For example, you can train your own GPT-2 capability LLM for only a few dollars on a TPU VM and then talk to it in a familiar ChatGPT-like web UI. nanochat is configured out of the box to train an entire miniseries of compute-optimal models by setting one single complexity dial: --depth, the number of layers in the GPT transformer model. All other hyperparameters are calculated automatically in an optimal way.

Motivation

Even though there exist multiple attempts to port NanoChat to JAX, they are either not kept up-to-date with the latest JAX/Flax NNX API changes, or they are . incomplete in the sense that they do not cover the entire LLM lifecycle (tokenization, pretraining, finetuning, evaluation, inference, and a chat UI). By porting the original NanoChat repo to JAX while keeping the code minimal and readable, I aim to to about provide the same experience of training LLMs as the original NanoChat repo does, but with the performance benefits of JAX.

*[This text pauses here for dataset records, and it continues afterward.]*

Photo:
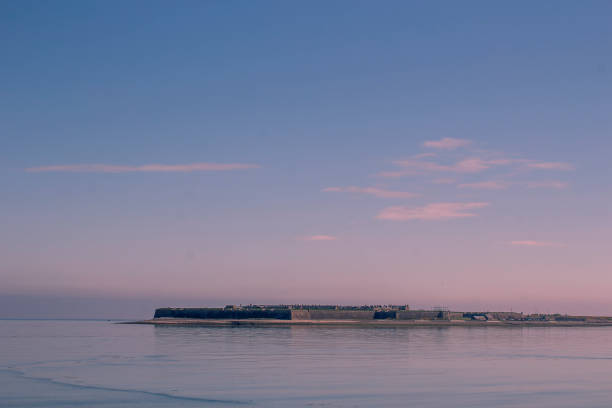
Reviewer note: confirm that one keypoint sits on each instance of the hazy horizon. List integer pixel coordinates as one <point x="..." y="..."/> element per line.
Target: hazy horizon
<point x="346" y="152"/>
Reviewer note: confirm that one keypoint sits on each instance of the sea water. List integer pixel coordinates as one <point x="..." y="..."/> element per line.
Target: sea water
<point x="103" y="364"/>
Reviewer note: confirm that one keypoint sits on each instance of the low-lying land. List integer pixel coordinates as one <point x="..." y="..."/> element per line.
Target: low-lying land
<point x="369" y="315"/>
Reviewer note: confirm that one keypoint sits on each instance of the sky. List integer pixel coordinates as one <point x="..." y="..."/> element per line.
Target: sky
<point x="205" y="153"/>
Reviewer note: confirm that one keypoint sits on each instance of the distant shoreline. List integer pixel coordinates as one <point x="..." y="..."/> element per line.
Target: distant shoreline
<point x="360" y="323"/>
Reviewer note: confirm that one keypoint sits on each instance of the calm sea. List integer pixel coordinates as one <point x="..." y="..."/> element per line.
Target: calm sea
<point x="101" y="364"/>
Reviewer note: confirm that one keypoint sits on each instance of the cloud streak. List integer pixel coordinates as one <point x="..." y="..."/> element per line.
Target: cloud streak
<point x="166" y="168"/>
<point x="447" y="143"/>
<point x="550" y="166"/>
<point x="485" y="185"/>
<point x="434" y="211"/>
<point x="377" y="192"/>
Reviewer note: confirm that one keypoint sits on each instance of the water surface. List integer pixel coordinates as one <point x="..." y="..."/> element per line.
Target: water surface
<point x="96" y="363"/>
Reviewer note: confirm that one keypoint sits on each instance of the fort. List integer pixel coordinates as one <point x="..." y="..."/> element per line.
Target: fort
<point x="372" y="315"/>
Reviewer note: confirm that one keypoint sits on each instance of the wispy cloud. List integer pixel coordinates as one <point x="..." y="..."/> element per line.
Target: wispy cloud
<point x="468" y="165"/>
<point x="443" y="181"/>
<point x="111" y="168"/>
<point x="447" y="143"/>
<point x="434" y="211"/>
<point x="378" y="192"/>
<point x="547" y="184"/>
<point x="550" y="166"/>
<point x="319" y="238"/>
<point x="536" y="243"/>
<point x="423" y="155"/>
<point x="485" y="185"/>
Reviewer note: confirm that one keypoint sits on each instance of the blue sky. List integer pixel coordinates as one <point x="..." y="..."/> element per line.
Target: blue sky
<point x="316" y="95"/>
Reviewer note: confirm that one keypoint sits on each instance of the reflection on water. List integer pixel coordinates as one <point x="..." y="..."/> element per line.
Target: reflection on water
<point x="67" y="363"/>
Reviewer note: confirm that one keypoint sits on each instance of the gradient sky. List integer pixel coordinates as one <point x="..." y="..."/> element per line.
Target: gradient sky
<point x="204" y="153"/>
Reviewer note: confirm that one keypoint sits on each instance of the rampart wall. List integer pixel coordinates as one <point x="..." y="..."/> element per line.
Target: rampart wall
<point x="332" y="315"/>
<point x="212" y="313"/>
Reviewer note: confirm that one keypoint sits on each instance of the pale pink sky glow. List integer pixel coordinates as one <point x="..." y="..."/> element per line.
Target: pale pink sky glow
<point x="550" y="166"/>
<point x="377" y="192"/>
<point x="535" y="243"/>
<point x="109" y="168"/>
<point x="447" y="143"/>
<point x="485" y="185"/>
<point x="468" y="165"/>
<point x="547" y="184"/>
<point x="443" y="181"/>
<point x="434" y="211"/>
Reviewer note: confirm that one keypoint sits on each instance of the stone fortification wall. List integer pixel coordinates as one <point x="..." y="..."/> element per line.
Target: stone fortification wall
<point x="216" y="313"/>
<point x="332" y="315"/>
<point x="419" y="315"/>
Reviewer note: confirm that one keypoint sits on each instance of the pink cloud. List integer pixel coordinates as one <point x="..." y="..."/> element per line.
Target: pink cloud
<point x="469" y="165"/>
<point x="443" y="181"/>
<point x="547" y="184"/>
<point x="535" y="243"/>
<point x="447" y="143"/>
<point x="320" y="238"/>
<point x="550" y="166"/>
<point x="423" y="155"/>
<point x="393" y="174"/>
<point x="109" y="168"/>
<point x="485" y="185"/>
<point x="435" y="211"/>
<point x="378" y="192"/>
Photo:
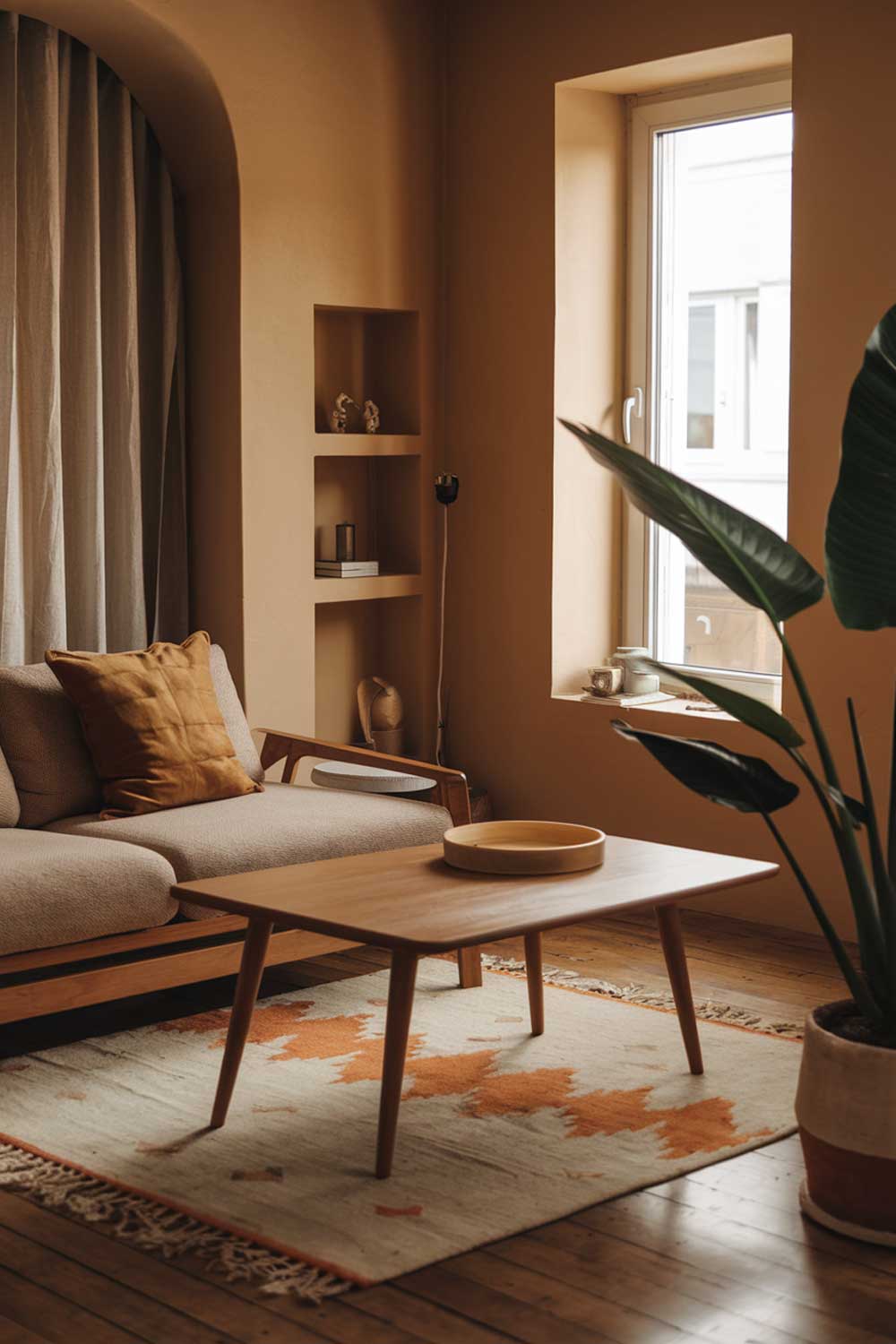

You can run comprehensive smoke tests on Colab

Open in Colab

Getting started

Setup

nanochat uses uv for dependency management. To install for JAX/TPU:

uv sync                # Installs JAX with TPU support by default
source .venv/bin/activate

For development (adds pytest, transformers, etc.):

uv sync --group dev

Reproduce and talk to GPT-2

The entire pipeline is designed for TPU VMs. Boot up a TPU node (e.g., v5p-8) and run:

# Provision a TPU.
gcloud alpha compute tpus queued-resources create tpu-builder-queue \
    --zone=us-east5-a \
    --accelerator-type=v5p-8 \
    --runtime-version=v2-alpha-tpuv5 \
    --node-id=my-tpu-node \
    --provisioning-model=flex-start \
    --max-run-duration=4h \
    --valid-until-duration=4h \
    --labels=purpose=flex-start # Fix to 


# Check the request status:

gcloud alpha compute tpus queued-resources describe tpu-builder-queue \
    --zone us-east5-a

# Once on the TPU VM:
bash runs/tpu_smoke_test.sh   # Verify everything is working
bash runs/speedrun_tpu.sh         # Kick off the GPT-2 speedrun

Once training is done, you can serve the chat UI:

python -m scripts.chat_web

And then visit the URL shown. Talk to your LLM as you'd normally talk to ChatGPT!


image

Research

nanochat is written using Flax NNX, the next-generation module system for JAX. It leverages JAX's powerful transformation system:

  • jax.jit for fused, high-performance execution.
  • jax.sharding for seamless data-parallel training across TPU cores.
  • Splash Attention: TPU-native optimized attention via jax.nn.dot_product_attention.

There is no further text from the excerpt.